Neste momento, faz-se necessária uma pequena incursão nesse universo francês que informava os letrados argentinos, na medida em que ele também estava, como todos os outros campos nacionais, inscrito em determinadas dinâmicas contingentes do prestígio culto internacional. Como sugere Casanova (2002a), a história da “república mundial das letras” é uma história de tensões, não uma equação simples que poderia ser descrita através da associação causal entre polo político e econômico dominante e polo intelectual dominante. Se consideramos que a legitimidade do capital literário parte de que “todos os jogadores tem em comum a crença na mesma aposta que nem todos fizeram, ou pelo menos não no mesmo grau, mas por cuja posse todos lutarão” (CASANOVA, 2002a, p. 32), é preciso que o fascínio exercido pelo universo letrado francês sobre as elites argentinas não escamoteie fatores como a antiguidade dos clássicos, o prestígio do idioma de Valéry e, ainda, as propriedades sociais dos intermediadores entre os dois campos nacionais.

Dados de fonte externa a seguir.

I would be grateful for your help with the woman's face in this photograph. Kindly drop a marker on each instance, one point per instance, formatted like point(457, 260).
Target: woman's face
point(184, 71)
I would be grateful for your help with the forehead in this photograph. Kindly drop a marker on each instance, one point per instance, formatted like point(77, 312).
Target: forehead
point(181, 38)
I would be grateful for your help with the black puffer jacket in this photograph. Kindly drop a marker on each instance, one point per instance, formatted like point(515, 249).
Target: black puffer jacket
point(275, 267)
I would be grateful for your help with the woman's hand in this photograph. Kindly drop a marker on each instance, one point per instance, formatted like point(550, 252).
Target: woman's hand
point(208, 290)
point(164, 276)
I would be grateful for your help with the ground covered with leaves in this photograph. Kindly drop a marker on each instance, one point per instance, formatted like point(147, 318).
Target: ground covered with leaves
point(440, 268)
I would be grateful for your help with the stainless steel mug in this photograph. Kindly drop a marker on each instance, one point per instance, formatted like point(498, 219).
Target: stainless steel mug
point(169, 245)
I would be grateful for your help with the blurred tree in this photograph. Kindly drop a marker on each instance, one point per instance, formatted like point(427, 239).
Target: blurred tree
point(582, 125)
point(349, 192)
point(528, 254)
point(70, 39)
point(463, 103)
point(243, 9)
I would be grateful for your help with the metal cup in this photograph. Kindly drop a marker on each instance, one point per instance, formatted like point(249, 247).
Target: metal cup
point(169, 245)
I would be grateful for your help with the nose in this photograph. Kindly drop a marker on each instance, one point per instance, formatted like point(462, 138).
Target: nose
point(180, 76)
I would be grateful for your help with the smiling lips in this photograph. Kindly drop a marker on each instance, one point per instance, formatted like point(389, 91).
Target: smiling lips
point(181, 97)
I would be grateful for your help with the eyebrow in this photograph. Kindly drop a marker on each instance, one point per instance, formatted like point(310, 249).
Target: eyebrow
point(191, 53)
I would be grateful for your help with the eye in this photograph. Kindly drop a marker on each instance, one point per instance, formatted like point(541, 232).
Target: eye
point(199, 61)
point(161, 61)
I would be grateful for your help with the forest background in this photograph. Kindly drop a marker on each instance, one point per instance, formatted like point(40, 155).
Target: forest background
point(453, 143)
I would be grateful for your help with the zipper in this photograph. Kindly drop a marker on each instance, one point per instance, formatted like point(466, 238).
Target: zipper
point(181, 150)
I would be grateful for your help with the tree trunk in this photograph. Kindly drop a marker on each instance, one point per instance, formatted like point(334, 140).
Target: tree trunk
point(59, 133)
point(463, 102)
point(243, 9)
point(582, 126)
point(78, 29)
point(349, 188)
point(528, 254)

Lewis Coser (1968), ao descrever o funcionamento dos salões na sociedade francesa, ainda no século XVIII, ilustra a sociabilidade que pretendo rastrear. Espaços de arbítrio do gosto e do reconhecimento intelectual, os salões eram menos formais que a corte oficial, muito embora repletos de instrumentos de hierarquização. Nesses ‘espaços de arbítrio do gosto’, lembra Casanova (2002a), uma série de intelectuais e artistas latino-americanos puderam dizer, abertamente, que se descobriram americanos em Paris. Mesmo escrever as correspondências pessoais em francês, por exemplo, ajudava esses letrados periféricos a se projetarem no centro, tendo em vista que já no século XVIII a língua francesa impõe seu uso transnacional, muito por conta do processo de laicização das referências letradas que começaram naquela sociedade (HEILBRON; SAPIRO, 2002; MILO, 1984). Apesar da rivalidade inicial pelo predomínio da consagração letrada com a Inglaterra, é apenas a referência alemã, em meio ao século XIX, que questionará (não questionará) o paradigma francês. De qualquer modo, obter a aprovação de Paris foi importante até avançadas décadas do século XX, motivo pelo qual não é acessória a reiterada associação de prestígio que os intelectuais argentinos executam em relação aos cânones parisienses (CASANOVAa, 2002).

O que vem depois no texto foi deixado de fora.